Asyani diseret ke Pengadilan Negeri Situbondo Jawa Timur dengan tuduhan mencuri 38 papan kayu jati di lahan Perhutani di Desa Jatibanteng, Situbondo. Saat menjalani persidangan ketiga pada 12 Maret, Asyani sampai-sampai duduk bersimpuh dan menangis di depan majelis hakim, memohon pengampunan. Sang pelapor Asyani, Sawin (mantri Perhutani), tertegun melihat Asyani. Warga Dusun Kristal, Desa/Kecamatan Jatibanteng, Situbondo, itu menjalani sidang dengan jadwal tanggapan jaksa atas pembelaan kuasa hukum terdakwa. Mulanya, Asyani diam tertunduk mendengarkan tanggapan jaksa penuntut umum, Ida Haryani, selama 30 menit.

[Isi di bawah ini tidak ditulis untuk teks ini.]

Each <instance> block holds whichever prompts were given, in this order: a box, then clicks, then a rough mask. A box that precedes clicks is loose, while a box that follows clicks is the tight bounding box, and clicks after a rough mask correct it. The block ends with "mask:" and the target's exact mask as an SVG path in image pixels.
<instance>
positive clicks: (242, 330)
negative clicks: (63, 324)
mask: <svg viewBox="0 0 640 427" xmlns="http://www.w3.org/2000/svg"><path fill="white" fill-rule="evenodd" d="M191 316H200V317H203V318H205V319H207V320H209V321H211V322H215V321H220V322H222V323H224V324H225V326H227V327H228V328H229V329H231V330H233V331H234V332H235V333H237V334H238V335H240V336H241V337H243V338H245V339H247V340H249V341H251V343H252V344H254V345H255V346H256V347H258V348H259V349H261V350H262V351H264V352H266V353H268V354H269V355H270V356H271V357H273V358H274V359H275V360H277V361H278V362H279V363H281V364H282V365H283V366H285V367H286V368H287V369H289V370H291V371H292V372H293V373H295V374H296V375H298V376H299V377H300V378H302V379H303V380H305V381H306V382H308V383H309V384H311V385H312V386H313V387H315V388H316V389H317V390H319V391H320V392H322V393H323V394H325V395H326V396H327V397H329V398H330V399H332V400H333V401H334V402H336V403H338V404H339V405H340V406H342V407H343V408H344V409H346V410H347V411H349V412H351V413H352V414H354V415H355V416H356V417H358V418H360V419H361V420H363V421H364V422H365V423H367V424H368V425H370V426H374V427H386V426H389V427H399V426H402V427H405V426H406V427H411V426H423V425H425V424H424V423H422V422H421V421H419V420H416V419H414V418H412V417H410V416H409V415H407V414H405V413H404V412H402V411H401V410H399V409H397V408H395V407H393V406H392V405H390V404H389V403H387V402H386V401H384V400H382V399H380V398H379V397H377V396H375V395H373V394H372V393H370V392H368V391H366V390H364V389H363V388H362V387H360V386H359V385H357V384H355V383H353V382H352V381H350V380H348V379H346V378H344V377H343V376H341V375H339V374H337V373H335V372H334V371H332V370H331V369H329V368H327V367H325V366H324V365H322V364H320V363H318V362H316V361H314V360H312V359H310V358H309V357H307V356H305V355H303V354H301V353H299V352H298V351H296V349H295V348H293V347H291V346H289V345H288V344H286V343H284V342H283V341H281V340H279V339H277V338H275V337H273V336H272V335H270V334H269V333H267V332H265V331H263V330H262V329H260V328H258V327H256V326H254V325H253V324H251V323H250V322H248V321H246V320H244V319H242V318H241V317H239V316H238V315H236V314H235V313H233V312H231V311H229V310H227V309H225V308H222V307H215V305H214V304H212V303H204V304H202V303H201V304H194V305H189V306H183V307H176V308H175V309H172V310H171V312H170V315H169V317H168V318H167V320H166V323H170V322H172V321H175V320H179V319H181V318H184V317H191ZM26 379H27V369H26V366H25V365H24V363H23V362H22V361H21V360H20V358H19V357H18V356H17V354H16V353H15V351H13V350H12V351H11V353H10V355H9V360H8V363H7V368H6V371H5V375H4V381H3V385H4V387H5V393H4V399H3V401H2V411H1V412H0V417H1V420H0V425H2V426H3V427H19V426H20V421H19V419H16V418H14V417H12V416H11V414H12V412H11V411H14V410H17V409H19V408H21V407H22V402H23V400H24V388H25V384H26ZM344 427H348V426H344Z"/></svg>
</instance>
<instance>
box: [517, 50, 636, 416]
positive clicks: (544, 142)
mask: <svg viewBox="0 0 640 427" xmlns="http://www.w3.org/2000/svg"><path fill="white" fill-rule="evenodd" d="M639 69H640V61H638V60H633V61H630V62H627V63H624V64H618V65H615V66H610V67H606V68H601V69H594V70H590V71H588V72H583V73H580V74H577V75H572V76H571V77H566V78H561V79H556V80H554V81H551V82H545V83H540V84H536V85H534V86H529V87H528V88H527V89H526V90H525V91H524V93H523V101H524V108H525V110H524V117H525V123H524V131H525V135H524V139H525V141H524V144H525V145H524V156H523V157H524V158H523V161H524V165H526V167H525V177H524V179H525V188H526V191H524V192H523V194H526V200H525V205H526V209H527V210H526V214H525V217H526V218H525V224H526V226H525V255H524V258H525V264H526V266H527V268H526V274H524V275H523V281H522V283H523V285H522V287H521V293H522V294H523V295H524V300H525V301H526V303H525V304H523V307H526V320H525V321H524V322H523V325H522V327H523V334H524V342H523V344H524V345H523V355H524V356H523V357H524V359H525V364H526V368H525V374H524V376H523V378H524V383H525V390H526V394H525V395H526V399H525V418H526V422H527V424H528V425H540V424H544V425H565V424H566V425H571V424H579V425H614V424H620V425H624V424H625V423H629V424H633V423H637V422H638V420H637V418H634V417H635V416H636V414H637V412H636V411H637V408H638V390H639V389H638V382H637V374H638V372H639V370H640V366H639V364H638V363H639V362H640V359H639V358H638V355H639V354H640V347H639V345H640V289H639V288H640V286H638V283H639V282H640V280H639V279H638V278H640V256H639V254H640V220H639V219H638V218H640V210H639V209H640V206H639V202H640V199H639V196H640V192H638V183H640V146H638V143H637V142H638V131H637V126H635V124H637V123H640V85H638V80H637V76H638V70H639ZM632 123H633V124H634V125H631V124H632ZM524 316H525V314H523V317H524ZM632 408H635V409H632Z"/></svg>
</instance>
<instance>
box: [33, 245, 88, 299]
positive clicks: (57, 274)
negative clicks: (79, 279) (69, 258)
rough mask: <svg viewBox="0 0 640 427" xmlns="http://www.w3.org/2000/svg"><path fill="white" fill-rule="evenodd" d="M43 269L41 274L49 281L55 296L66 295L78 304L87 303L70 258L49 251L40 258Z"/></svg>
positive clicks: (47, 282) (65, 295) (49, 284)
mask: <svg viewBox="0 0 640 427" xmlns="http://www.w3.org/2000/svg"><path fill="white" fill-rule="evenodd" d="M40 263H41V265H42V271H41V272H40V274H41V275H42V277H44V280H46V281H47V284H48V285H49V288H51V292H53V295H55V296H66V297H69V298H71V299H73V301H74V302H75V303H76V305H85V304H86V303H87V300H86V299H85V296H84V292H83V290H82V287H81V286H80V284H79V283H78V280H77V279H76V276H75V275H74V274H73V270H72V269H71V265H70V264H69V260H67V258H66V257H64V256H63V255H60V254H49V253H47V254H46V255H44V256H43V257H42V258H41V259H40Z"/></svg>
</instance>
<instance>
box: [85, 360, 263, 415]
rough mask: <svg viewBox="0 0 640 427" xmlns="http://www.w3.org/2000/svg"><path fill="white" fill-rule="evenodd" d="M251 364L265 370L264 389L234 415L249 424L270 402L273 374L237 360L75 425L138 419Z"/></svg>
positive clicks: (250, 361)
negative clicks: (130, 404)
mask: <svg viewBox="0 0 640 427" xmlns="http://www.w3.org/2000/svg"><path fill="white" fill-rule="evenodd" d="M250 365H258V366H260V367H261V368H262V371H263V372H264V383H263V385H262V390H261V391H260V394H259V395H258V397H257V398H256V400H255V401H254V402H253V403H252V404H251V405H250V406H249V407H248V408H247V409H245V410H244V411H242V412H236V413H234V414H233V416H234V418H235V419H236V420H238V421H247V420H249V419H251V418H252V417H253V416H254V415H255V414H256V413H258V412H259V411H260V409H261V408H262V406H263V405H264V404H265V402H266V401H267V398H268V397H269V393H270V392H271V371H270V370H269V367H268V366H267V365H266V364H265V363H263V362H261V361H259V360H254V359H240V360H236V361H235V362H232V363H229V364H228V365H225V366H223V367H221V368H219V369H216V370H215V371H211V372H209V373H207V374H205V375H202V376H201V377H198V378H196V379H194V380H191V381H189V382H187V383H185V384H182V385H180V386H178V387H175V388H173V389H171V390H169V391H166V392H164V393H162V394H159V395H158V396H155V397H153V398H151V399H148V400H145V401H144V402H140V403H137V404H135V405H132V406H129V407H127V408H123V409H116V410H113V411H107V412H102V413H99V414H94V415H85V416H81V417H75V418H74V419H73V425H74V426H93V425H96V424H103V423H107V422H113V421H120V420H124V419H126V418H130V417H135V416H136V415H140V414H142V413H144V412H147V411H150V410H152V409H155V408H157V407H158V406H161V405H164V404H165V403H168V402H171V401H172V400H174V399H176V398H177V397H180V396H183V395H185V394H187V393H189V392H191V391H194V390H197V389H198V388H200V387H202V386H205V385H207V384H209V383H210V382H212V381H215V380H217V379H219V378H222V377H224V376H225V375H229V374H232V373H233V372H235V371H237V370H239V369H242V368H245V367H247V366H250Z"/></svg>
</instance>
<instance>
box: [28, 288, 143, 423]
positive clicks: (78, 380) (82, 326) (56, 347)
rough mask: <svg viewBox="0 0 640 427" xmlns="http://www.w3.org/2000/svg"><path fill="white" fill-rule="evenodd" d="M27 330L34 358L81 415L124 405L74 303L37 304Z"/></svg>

"Setelah jaksa penuntut membacakan tanggapannya, Asyani langsung menangis histeris. Dia menuding Sawin, yang berdiri di pintu samping ruang sidang. "Sawin, kamu yang tega memenjarakan saya. Padahal saya sudah datang ke rumahmu untuk meminta maaf. Kamu tega sama saya," tutur Asyani berteriak lalu terdiam setelah ditenangkan oleh kuasa hukumnya, Supriyono. Asyani adalah tukang pijat. Dia didakwa dengan Pasal 12 huruf d juncto Pasal 83 ayat (1) huruf a Undang-Undang Nomor 18 Tahun 2013 tentang Pencegahan dan Pemberantasan Perusakan Hutan dengan ancaman hukuman penjara 5 tahun. Asyani dituduh mencuri 38 papan kayu jati di lahan Perhutani di desa setempat. Asyani dilaporkan oleh sejumlah polisi hutan ke Polsek Jatibanteng pada 4 Juli 2014. Nenek empat anak itu kemudian ditahan pada 15 Desember 2014. Selain Asyani, tiga orang lain juga ikut ditahan, yakni menantu Asyani, Ruslan; pemilik mobil pick up, Abdussalam; dan Sucipto, tukang kayu.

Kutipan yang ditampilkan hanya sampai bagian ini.